You write code for a Mortar Project on your local computer with your favorite code editor. The Mortar Development Framework allows you to run your code without needing to install Hadoop, Pig, Python, or associated libraries to your computer.
Instead, it syncs your code and executes your commands in the cloud. Each time you perform an action on a pigscript in your Mortar Project (e.g. illustrate, validate, run, etc), the Mortar Development Framework takes a snapshot of your project's code. It sends the snapshot to a Mortar-managed repository in GitHub, and then runs that code via the Mortar API.
Because everything is run in the cloud, you only need to install git and the Mortar Development Framework. Mortar will keep the history of every job you've run, along with the exact git version of the code that ran. You can run different versions of code at the same time, and you will never lose track of what code produced what output.

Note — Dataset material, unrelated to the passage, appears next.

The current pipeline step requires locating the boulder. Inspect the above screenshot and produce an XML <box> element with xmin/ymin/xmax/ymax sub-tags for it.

Alternatively, you can use local development mode which automatically installs everything you need to run Pig on your local machine. Everything installed is self-contained into your Mortar project directory. Local mode makes illustrates much faster, which can speed up your development cycle. It also allows you to do local runs of Pig on small test datasets, which avoids the overhead of scheduling Hadoop jobs on a cluster.
Much like Ruby-on-Rails projects, Mortar Projects have a well-defined structure with a consistent place for everything.
Let's explore that structure via an example project. Open up the millionsong project code in your web browser.
Every project has the same basic structure, with a folder for each type of code you use in Mortar. This consistent structure makes it easy to organize code and share projects with other developers.
All Mortar projects have six top-level folders: pigscripts, udfs, macros, lib, luigiscripts, and params.
The pigscripts folder contains Apache Pig code files.
Apache Pig is a simple, open-source data flow language for Hadoop. It is similar to SQL, allowing you to do joins, filters, aggregates, sorting, and the like. Unlike SQL though, it is written and executed step-by-step, making it easier to debug your code and write complex data flows.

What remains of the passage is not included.